Although the findings from the current study are novel, they should be interpreted considering these specific study limitations. First, findings from this study cannot be used to make causal inferences since this was cross-sectional in design. Nevertheless, HIV-related and sexual abuse-related shame must have occurred after HIV diagnosis and experiences of sexual victimization, though it is unclear if shame predated mental health symptoms. Studies with a longitudinal framework would be useful in explicating the temporal relationship between shame, posttraumatic growth, and mental health.
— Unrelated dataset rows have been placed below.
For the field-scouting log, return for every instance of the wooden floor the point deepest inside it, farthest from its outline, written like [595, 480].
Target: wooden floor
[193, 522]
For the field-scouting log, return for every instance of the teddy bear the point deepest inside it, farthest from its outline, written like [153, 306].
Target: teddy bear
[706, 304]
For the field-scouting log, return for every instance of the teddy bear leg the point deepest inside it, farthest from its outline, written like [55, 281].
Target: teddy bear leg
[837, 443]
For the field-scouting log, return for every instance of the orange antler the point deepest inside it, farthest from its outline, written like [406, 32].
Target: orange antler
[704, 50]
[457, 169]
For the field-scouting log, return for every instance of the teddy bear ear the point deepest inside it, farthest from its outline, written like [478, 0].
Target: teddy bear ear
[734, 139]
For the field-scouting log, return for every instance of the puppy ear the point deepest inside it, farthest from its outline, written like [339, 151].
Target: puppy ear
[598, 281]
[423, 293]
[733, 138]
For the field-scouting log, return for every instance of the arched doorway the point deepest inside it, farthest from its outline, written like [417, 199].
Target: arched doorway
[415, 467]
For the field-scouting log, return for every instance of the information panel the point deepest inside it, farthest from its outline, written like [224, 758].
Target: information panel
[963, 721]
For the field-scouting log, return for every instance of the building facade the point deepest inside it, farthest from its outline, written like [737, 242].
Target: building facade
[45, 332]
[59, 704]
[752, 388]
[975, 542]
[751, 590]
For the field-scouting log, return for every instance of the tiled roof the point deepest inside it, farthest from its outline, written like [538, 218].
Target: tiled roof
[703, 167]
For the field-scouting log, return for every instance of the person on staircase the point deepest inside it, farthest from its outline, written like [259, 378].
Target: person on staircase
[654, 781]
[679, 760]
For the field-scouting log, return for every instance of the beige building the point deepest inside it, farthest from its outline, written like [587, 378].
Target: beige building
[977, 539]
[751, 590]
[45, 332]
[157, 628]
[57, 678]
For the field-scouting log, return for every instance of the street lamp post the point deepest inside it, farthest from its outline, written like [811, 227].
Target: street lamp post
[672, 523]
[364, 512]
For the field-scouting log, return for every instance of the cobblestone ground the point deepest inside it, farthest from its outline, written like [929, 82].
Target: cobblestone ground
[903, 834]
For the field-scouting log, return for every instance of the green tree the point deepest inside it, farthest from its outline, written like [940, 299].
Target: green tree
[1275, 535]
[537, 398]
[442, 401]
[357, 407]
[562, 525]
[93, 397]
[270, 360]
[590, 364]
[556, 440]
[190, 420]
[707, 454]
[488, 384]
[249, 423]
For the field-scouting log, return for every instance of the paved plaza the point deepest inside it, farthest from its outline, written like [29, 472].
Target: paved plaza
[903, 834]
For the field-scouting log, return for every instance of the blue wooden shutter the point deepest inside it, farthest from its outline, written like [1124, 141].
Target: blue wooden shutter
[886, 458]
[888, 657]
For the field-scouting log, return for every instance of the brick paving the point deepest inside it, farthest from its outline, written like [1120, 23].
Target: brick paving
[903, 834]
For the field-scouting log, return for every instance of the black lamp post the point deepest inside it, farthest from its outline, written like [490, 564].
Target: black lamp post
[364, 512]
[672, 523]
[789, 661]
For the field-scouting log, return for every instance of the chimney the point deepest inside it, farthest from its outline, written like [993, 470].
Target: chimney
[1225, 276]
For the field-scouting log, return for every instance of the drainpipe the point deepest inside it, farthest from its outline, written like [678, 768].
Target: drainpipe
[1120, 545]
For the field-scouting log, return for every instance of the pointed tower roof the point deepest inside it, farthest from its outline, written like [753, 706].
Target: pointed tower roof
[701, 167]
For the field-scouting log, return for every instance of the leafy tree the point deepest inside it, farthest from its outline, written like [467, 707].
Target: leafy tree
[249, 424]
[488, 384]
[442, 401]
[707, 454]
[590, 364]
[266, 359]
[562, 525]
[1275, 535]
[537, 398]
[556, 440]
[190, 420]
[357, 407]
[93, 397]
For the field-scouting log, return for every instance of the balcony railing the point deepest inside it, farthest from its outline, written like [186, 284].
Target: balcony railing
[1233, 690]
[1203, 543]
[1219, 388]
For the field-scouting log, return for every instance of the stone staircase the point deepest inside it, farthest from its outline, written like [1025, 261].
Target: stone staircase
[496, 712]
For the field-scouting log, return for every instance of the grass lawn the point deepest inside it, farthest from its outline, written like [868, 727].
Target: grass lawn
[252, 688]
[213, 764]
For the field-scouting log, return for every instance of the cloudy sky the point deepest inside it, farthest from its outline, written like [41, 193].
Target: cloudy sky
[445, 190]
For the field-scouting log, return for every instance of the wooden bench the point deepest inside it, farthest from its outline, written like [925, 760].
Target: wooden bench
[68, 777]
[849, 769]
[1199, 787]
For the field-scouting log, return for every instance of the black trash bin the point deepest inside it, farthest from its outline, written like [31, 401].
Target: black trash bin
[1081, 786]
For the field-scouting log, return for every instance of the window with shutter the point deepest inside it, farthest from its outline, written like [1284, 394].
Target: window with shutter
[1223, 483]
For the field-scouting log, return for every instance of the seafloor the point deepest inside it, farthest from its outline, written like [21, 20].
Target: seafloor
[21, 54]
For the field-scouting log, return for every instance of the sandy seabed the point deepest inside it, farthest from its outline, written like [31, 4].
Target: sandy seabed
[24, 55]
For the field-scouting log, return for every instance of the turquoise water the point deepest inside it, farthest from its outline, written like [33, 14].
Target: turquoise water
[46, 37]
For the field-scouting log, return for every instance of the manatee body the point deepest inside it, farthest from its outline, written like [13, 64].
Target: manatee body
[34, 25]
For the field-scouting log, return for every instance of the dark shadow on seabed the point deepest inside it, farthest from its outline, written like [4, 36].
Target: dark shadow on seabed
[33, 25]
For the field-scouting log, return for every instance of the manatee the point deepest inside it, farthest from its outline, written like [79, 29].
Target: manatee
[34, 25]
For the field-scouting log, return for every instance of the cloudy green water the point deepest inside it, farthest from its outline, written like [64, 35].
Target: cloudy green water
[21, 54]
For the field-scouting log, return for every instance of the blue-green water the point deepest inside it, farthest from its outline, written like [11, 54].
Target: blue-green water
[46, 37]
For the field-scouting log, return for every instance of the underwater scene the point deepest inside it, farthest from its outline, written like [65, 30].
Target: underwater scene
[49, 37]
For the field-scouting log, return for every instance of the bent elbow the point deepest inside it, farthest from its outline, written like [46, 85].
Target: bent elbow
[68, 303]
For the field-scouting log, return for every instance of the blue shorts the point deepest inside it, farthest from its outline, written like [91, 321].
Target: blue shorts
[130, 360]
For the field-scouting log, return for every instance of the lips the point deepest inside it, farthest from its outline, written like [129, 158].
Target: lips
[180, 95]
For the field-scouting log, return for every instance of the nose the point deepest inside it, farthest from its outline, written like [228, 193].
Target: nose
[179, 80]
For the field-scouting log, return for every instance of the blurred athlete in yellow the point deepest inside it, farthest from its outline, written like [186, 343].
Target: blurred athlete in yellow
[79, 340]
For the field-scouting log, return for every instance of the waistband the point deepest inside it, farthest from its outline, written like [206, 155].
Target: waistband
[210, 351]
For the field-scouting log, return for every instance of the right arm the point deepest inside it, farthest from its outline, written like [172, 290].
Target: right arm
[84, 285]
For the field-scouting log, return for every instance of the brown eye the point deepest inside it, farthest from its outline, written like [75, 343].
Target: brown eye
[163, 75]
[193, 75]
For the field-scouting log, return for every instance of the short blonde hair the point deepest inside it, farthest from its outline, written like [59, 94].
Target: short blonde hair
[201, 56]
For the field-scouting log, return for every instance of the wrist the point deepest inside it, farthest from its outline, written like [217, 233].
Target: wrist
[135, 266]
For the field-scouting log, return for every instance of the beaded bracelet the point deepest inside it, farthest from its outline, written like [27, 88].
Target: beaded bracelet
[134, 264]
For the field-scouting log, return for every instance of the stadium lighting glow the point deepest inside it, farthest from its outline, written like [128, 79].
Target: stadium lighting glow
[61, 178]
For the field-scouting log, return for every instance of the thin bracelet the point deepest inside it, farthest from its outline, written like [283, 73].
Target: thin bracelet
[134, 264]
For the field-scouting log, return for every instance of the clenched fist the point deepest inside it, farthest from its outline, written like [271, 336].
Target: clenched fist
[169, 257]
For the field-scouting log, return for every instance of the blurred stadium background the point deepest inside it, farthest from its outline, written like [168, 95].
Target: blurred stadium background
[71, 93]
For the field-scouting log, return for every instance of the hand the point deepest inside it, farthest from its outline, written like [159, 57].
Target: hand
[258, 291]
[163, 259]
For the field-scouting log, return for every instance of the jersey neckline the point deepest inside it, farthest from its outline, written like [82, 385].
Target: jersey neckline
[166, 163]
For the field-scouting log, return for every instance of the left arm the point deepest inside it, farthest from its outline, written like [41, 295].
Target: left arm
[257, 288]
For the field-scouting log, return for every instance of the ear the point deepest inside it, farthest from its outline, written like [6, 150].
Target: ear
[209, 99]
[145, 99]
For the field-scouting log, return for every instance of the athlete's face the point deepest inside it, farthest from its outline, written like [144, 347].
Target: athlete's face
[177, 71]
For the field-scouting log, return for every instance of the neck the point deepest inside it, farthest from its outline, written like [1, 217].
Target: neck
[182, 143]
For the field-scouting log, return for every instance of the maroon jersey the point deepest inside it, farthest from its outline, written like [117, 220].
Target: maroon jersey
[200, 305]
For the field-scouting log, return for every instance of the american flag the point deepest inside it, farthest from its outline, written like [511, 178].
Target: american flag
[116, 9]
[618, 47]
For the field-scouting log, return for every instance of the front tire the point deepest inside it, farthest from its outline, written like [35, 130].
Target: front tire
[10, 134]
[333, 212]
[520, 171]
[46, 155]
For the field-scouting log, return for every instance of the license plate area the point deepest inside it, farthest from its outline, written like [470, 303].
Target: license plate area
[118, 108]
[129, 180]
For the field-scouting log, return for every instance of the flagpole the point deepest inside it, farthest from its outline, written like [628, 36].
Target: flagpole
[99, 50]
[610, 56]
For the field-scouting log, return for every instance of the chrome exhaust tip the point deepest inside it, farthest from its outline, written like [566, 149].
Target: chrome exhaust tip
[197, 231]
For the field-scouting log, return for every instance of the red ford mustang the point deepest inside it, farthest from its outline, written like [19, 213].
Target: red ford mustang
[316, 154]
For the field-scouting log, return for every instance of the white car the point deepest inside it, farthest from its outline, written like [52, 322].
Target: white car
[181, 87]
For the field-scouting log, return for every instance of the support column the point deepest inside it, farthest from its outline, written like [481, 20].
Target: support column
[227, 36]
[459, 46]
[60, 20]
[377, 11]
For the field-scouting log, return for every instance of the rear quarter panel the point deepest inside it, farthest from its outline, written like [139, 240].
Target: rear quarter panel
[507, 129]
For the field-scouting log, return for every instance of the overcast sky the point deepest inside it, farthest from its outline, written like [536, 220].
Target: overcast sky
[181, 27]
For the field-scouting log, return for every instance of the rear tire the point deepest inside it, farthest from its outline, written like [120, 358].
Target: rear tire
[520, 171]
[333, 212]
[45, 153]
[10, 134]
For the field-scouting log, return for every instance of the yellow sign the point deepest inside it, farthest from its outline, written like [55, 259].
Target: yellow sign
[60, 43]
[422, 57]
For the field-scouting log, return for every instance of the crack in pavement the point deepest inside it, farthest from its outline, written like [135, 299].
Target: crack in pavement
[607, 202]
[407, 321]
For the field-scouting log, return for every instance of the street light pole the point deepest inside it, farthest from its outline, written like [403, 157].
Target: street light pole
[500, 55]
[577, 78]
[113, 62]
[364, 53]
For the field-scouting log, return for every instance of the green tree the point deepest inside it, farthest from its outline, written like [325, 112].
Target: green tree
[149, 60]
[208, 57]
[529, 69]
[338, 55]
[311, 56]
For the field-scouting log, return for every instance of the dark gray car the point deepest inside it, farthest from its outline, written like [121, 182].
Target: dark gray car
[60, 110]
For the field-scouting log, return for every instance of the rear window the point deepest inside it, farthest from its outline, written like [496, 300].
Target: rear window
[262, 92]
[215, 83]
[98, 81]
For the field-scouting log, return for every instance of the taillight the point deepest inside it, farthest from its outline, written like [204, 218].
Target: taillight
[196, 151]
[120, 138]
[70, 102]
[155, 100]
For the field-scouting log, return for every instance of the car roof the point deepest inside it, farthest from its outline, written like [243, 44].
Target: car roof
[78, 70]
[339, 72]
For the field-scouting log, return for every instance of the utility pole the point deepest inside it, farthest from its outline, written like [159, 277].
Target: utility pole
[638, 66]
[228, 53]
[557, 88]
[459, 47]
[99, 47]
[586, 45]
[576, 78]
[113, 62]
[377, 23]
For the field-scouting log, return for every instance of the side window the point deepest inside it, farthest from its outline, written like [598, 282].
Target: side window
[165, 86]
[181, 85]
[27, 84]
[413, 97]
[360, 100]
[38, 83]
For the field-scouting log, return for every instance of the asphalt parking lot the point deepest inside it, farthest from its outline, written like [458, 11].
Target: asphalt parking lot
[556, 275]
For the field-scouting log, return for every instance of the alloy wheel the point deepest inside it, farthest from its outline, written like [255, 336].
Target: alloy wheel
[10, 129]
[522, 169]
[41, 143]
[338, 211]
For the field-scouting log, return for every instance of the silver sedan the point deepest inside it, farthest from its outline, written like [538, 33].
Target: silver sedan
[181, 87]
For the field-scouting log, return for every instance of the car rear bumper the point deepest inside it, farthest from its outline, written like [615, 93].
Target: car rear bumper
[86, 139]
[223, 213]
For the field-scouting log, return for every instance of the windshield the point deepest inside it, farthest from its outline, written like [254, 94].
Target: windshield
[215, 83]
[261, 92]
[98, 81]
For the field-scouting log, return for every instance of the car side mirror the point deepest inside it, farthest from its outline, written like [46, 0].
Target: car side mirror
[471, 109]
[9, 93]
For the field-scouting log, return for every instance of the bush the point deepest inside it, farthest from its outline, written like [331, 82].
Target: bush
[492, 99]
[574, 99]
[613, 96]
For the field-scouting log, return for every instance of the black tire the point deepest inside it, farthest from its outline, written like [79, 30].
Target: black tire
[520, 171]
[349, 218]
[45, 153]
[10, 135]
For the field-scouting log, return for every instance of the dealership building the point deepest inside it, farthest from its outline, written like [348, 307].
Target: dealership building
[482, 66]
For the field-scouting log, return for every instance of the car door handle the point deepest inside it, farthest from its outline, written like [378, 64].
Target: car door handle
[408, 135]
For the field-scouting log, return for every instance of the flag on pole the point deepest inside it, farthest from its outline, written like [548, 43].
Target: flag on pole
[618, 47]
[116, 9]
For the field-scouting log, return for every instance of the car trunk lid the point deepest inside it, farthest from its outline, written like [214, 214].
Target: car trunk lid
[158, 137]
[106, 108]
Second, the fit indices for the latent variable indicate a good fit; however, factor-loading value for positive reappraisal was <0.50. Positive reappraisal remained a factor indicator for two reasons: (1) its strong and well-documented association with posttraumatic growth [8285], and (2) its moderately strong and significant correlation with the other two factor-loadings (i.e., optimism, and perceived availability of social support). Third, anxiety and depressive symptoms were captured using self-report questionnaires as opposed to diagnostic interviews and thus are not necessarily indicative of the existence of a mental health disorder. Fourth, the current study sample is primarily composed of low-income individuals living in NYC, which may limit the generalizability of our findings beyond these geographical and SES categories. Further, low SES groups may have differential access to services relating to CSA or mental health problems, thus potentially masking or exacerbating the relationships between variables observed in this study. Finally, this paper focused on the experiences of heterosexual women and MSM living with HIV and CSA; thus, limit the generalizability of the findings to these two specific groups. Future research efforts need to be taken to understand how shame and posttraumatic growth impact the mental health of heterosexual men, and lesbian and bisexual women.

Conclusion

Our findings have significant implications for clinical research and practice. Anxiety and depressive symptoms are two highly prevalent mental health problems among people living with HIV, and posttraumatic growth may buffer the effects of these mental health problems. Interventions designed to promote growth after a traumatic event may be useful for those living with HIV who have experienced CSA. Similarly, there is a need for future research to examine mechanisms that explicate the relationship between shame, and anxiety, and depressive symptoms. Understanding the role that shame plays on the mental health of heterosexual women and MSM living with HIV who have experienced CSA may improve health-related outcomes. Furthermore, psychosocial interventions that target heterosexual women and MSM living with HIV who have experienced CSA should be sensitive to the strong association between shame and mental health. Clinicians and researchers working with heterosexual women and MSM living with HIV who have experienced CSA should be mindful of this emotion and work to include intervention components specific to reducing shame. Additional approaches are needed to address anxiety symptoms for MSM living with HIV and CSA. In particular, a recent stress reduction intervention focused on both individual and environmental factors such as readiness to change, educational achievement, and employment, found a significant decrease in mental health symptoms among MSM living with HIV and CSA [86]. It may be useful to develop future coping interventions to address the effects of individual and environmental factors such as coping skills, posttraumatic growth, and socioeconomic resources on the mental health of MSM living with HIV and CSA.